21 Moorfields lies at the northern edge of the City of London where developers Landsec are creating a 469,000 sq. ft, 17-storey office development as the new UK headquarters for Deutsche Bank, along with high quality retail space. In order to deliver this flagship development on one of the most complex sites in London an industry first foundation solution was required, which involved piling through Moorgate station.
The site straddles the Moorgate Tube station serving the Circle/Metropolitan line, the City extension branch of Thameslink as well as the western entrance to the Liverpool Street Crossrail station. The massive Crossrail engineering works would be taking place at the same time. On top of this it was crucial that the stations remained fully operational for the duration of the project.
Site constraints restricted the foundations to 15 permanent piles. The project was seen as high-risk in that there was no precedent for such load bearing on so few piled foundations. There was zero margin for error, and any defective work would have resulted in a project re-design, delay and additional costs. It required a highly integrated and collaborative way of working to ensure successful delivery – with Landsec, our customer Mace, engineer Robert Bird Group and specialist sub-consultant Geotechnical Consulting Group.
Working above a live underground station presented a number of challenges. The 120t piling rig was transported and lifted into the site using a specialist self-propelled modular transporter (SPMT), manoeuvring through narrow streets, and delivering the rig to the temporary steel working platform 2m above street level.
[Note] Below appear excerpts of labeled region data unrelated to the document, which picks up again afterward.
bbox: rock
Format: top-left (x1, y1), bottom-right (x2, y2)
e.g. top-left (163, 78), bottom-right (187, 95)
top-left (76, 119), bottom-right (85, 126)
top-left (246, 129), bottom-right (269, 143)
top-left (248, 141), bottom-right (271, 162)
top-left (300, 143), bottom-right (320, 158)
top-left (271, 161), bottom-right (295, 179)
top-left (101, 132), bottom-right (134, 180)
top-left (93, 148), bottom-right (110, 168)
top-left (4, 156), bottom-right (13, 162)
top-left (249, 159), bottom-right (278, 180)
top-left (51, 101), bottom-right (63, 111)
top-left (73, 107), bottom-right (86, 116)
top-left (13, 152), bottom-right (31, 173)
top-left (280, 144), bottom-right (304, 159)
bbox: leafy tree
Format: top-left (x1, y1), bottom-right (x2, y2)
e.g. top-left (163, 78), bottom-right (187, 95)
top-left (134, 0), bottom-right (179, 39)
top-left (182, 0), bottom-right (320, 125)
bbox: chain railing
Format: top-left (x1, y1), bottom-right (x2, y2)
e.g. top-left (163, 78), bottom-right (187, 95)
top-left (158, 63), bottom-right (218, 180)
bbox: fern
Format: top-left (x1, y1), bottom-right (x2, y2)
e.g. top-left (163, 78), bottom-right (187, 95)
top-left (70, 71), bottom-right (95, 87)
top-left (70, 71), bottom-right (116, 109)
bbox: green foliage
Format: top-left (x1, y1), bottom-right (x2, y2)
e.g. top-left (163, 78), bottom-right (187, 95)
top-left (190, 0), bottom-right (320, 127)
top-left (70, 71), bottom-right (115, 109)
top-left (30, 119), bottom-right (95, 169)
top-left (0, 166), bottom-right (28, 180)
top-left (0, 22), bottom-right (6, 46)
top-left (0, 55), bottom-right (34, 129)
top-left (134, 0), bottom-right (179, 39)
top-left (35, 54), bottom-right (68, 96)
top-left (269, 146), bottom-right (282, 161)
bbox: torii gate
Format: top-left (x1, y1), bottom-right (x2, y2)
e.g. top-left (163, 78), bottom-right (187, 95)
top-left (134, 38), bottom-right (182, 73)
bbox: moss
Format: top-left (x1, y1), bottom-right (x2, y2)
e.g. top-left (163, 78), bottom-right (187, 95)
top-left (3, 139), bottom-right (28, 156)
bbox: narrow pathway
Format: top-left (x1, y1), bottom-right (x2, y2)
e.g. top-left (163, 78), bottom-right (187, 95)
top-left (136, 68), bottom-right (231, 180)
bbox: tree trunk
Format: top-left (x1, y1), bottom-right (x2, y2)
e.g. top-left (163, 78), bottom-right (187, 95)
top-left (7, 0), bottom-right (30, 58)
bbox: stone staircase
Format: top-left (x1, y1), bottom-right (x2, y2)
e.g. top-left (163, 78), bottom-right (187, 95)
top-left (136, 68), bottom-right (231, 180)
Three elements were key to the scheme:
- High load-bearing piles – the foundations scheme comprised eleven 2.4m diameter bearing piles, four 1.8m diameter bearing piles and one 1.2m diameter sacrificial test pile. A 200t test frame was constructed above the test and reaction piles in order to achieve the required 50MN maximum test load, believed to be the maximum top-down static load ever applied to a pile in the UK. The test pile and reaction piles were equipped with fibre optics and strain gauges at multiple levels. All piles were 58-60m deep, constructed under bentonite and base grouted post-construction.
- Fibre Optic pile monitoring – we installed Cementation’s patented system of thermal integrity testing (CemOptic) cable. This uses distributed fibre optic sensing (DFOS) to monitor heat produced by the concrete as it hydrates, enabling the team to assess the integrity of the concrete. In total, over 14km of fibre optic cable was installed. This will allow ongoing measurement of each pile during the life of the structure providing an unprecedented understanding of its ongoing performance.
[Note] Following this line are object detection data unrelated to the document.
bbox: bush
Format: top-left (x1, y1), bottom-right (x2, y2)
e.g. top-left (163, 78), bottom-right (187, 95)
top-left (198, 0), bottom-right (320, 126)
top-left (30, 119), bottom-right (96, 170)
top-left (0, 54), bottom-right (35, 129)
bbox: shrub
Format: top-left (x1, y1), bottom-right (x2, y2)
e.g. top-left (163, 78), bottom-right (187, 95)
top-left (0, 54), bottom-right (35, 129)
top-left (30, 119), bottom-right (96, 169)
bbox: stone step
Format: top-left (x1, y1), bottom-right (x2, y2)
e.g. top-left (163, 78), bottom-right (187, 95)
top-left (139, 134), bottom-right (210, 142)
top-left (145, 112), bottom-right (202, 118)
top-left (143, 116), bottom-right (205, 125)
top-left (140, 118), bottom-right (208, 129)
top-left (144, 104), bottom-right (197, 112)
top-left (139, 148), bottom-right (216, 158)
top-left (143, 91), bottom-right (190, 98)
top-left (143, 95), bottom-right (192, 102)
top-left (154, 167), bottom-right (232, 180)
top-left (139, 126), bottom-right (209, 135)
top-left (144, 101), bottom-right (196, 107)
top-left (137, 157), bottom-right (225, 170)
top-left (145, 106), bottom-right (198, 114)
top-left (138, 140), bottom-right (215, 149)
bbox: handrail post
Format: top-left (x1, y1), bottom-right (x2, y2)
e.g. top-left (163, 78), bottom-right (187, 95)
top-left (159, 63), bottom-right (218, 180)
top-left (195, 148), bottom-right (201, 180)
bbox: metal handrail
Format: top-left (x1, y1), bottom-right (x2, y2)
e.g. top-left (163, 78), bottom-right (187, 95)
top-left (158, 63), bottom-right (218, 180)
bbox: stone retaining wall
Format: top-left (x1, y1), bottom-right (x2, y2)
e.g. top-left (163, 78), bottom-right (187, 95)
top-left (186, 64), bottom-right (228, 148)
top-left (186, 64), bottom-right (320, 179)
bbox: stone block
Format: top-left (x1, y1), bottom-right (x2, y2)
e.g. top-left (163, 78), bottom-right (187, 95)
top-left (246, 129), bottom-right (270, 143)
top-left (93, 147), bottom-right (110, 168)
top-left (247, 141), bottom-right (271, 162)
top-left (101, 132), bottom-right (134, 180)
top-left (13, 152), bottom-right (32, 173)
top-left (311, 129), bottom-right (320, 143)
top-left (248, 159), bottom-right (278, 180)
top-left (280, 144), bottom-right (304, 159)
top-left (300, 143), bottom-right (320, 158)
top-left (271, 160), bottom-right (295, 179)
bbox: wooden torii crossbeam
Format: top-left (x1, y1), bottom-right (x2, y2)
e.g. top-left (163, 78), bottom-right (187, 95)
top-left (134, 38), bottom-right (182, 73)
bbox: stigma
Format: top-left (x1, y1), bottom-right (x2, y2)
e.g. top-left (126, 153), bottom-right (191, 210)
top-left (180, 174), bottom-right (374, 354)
- Innovative spoil removal – all spoil had to be removed using a purpose-built spin off skip, which prevented loose material from falling onto the retained deck (the Moorgate underground station roof). In addition to this any excess bentonite produced during the concreting operation had to be removed from the bore without overflowing into the station. To achieve this a bailing tool was designed which attached to the piling rig.
Our collaborative and innovative approach enabled this unprecedented project to be successfully completed, two months ahead of schedule and on budget. Such ground-breaking work has never been undertaken before in the UK and has the potential to significantly influence the industry’s understanding of pile behaviour and design. This achievement was recognised by both our customer and industry.
Mark Jackson, Associate Director at Mace said: “From Cementation’s first involvement at the very early stages of design, their team have been very cooperative and professional in their approach to the project. It was a very high-risk project with only 15 permanent piles designed to provide the foundations of the future main build. Despite the high-risk nature of the project, Cementation successfully planned, managed and mitigated the risks throughout. Their collaborative and innovative approach with the whole 21 Moorfields project team enabled their works to be successfully delivered and completed two months early on site.”
The success of the project has led to industry recognition, being named UK Geotechnical Team of the Year and collecting the award for Technical Excellence at the 2019 Ground Engineering Awards. In 2020, the team were awarded the prestigious Ground Engineering Fleming Award. Judges said the team, “pushed the boundaries of design and construction practices to deliver an industry first foundation solution.”